First of all, they automated whatever they could and they also were very deliberate in terms of the migration order, being conscious of migrations that might be more difficult. “We were thoughtful in what order to migrate. We didn’t want to do easiest first and hardest at the end. We didn’t want to do just the harder ones and not make progress. We had to blend [our approaches] to fix bugs and issues throughout the project,” he said.

Viswanath stated that the overarching goal was to move the customers without a major incident. “If you talk to anyone who does migration, that’s a big thing. Everyone has scars doing migrations. We were conscious to do this pretty carefully.” Surprisingly, although it wasn’t perfect, they did manage to complete the entire exercise without a major outage, a point of which the team is justifiably proud. That doesn’t mean that it was always smooth or easy.

“It sounds super easy: ‘we were thoughtful and we migrated,’ but there was warfare every day. When you migrate, you hit a wall and react. It was a daily thing for us throughout the year,” he explained. It took a total team effort involving engineering, product and support. That included having a customer support person involved in the daily scrum meetings so they could get a feel for any issues customers were having and fix them as quickly as possible.

What they gained

As in any cloud project, there are some general benefits to moving an application to the cloud around flexibility, agility and resource elasticity, but there was more than that when it came to this specific project.

Photo: Ade Akinrujomu/Getty Images

First of all it has allowed faster deployment with multiple deployments at the same time, due in large part to the copious use of microservices. That means they can add new features much faster. During the migration year, they held off on new features for the most part because they wanted to keep things as static as possible for the shift over, but with the new system in place they can move much more quickly to add new features.

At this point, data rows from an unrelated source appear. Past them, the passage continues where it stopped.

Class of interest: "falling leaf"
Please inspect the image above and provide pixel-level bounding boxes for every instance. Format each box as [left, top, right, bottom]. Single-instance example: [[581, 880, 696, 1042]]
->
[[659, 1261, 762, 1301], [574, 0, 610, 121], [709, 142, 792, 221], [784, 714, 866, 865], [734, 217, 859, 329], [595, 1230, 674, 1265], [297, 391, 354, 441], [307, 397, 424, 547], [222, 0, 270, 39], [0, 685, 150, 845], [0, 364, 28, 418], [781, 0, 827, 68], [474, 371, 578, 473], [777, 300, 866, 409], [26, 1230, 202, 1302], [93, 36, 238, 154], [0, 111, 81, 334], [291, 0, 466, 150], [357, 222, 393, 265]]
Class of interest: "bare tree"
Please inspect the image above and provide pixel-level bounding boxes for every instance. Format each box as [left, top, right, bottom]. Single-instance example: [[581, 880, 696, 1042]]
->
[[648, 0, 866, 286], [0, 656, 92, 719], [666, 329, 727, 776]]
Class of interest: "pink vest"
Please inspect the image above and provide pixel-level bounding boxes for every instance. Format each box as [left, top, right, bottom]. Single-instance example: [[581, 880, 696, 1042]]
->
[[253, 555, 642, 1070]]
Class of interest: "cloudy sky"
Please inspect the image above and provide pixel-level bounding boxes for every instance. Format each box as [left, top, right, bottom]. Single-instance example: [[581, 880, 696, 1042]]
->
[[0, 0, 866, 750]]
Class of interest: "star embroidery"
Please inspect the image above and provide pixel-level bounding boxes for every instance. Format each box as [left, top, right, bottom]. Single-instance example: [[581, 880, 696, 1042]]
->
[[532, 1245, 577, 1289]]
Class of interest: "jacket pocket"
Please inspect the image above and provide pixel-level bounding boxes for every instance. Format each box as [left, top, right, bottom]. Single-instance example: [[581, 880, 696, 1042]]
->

They get much better performance and if they hit a performance bottleneck, they can just add more resources because it’s the cloud. What’s more, they were able to have a local presence in the EU and that improves performance by having the applications closer to the end users located there.

Finally, they actually found the cloud to be a more economical option, something that not every company that moves to the cloud finds. By closing the datacenters and reducing the capital costs associated with buying hardware and hiring IT personnel to maintain it, they were able to reduce costs.

Managing the people parts

It was a long drawn out project, and as such, they really needed to think about the human aspect of it too. They would swap people in and out to make sure the engineers stayed fresh and didn’t burn out helping with the transition.

One thing that helped was the company culture in general, which Viswanath candidly describes as one with open communication and a general “no bullshit” policy. “We maintained open communication, even when things weren’t going well. People would raise their hand if they couldn’t keep up and we would get them help,” he said.

He admitted that there was some anxiety within the company and for him personally implementing a project of this scale, but they knew they needed to do it for the future of the organization. “There was definitely nervousness on what if this project doesn’t go well. It seemed the obvious right direction and we had to do it. The risk was what if we screwed up in execution and we didn’t realize benefits we set out to do.”

In the end, it was a lot of work, but it worked out just fine and they have the system in place for the future. “Now we are set up for the next 10 years,” he said.